Excelのヘルプから標準偏差を計算する関数を調べると、6つもの関数が見つかります。
 STDEV、DSTDEV、STDEVA、
 STDEVP、DSTDEVP、STDEVPA

頭にDが付く2つの関数はデータベース関数、末尾にAが付くのは文字列や論理値を含むデータを計算するための関数です。したがって、この6つの関数はSTDEV系とSTDEVP系の2組に分けられます。

STDEV、STDEVPのそれぞれの説明によると、最初の1文だけが異なっていて、「標準偏差とは」から後ろは同じです。

STDEVの説明
 「引数を標本と見なし、標本に基づいて母集団の標準偏差の推定値を返します。標準偏差とは・・・」

STDEVPの説明
 「引数を母集団全体であると見なして、母集団の標準偏差を返します。標準偏差とは・・・」

両者の違いは、引数(計算対象となるデータ)が「標本」か「母集団全体」なのかという点にあり、「標本」ならば「母集団の標準偏差の推定値」を、「母集団全体」ならば「母集団の標準偏差そのもの」を計算するということのようです。

母集団全体を調査することを全数調査もしくは悉皆(しっかい)調査といいます。例えば、ある小学校の6年生全員の身長であれば全数調査が可能です。STDEVPとは、このような全数調査によって得られたデータから真の標準偏差を計算するための関数です。

母集団が大きいときや、実験のように繰り返せば幾らでもデータがとれるときは、母集団全体を調べることが難しくなります。こうなると真の標準偏差は求められないので、母集団の部分集合である「標本」のデータを使って標準偏差を「推定」するしかありません。このとき使う関数がSTDEVになります。こちらの標準偏差の方が大きく、標本が小さくなるほど(データ個数が少なくなるほど)、このSTDEVPとSTDEVの差は大きくなります。
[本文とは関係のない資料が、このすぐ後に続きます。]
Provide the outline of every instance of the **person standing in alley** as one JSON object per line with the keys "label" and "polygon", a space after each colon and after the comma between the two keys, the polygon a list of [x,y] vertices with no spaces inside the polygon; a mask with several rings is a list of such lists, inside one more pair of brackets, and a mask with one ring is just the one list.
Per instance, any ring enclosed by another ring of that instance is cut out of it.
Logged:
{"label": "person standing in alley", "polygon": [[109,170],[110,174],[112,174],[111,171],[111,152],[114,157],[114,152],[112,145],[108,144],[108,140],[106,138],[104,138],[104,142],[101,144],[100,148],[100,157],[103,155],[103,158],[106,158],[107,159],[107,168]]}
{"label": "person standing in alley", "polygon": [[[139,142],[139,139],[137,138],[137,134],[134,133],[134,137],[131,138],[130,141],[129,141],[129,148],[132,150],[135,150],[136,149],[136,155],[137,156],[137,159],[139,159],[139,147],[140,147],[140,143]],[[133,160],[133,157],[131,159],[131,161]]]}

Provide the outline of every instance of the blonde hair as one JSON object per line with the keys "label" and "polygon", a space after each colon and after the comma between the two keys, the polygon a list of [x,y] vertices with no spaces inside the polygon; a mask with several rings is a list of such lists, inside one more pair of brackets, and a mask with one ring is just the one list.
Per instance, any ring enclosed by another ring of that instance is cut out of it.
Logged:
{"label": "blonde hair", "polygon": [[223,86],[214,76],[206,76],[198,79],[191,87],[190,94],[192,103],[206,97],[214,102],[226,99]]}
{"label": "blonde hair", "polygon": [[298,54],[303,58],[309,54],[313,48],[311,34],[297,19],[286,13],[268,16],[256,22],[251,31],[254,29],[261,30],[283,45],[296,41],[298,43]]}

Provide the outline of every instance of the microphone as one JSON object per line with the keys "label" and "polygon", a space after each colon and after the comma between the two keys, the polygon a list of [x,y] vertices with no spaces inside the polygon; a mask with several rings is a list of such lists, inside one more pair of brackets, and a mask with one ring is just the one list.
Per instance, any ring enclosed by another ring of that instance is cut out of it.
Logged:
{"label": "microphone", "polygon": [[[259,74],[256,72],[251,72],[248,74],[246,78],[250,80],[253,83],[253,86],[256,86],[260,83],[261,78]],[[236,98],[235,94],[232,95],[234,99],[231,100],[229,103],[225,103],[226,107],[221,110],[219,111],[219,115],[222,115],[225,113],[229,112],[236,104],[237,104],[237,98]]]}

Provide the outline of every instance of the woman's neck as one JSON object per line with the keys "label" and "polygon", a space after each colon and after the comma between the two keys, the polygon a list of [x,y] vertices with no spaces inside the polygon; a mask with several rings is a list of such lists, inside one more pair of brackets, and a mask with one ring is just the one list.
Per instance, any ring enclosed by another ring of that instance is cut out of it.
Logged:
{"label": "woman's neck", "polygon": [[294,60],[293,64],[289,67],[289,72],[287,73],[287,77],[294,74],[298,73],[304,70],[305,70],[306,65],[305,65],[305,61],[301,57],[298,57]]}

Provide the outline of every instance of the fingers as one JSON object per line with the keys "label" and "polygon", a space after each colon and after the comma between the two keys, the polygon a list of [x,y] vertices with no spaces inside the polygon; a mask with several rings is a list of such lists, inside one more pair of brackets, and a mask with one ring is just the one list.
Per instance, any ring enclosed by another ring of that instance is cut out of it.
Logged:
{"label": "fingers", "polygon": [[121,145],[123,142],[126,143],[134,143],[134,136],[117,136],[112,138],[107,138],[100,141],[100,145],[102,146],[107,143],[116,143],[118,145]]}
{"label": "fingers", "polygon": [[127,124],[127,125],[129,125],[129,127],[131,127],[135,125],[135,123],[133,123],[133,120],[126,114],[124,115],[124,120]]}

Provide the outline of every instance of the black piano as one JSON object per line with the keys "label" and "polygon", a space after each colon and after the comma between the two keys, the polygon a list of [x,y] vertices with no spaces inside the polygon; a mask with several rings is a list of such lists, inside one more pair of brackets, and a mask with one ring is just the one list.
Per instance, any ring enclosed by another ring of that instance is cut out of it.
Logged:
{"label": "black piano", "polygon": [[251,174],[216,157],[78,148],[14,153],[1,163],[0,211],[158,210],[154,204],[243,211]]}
なお、当サイトの統計用語集ではSTDEVによって求められる標準偏差の推定値を「標本標準偏差」と表していますが、通常、論文や報告書に記述する場合、「標本」を省略して単に「標準偏差」とするのが一般的です。推測統計学(統計的推定や検定のこと)では、標本から得られたデータしか扱わないので使い分ける必要が無いのです。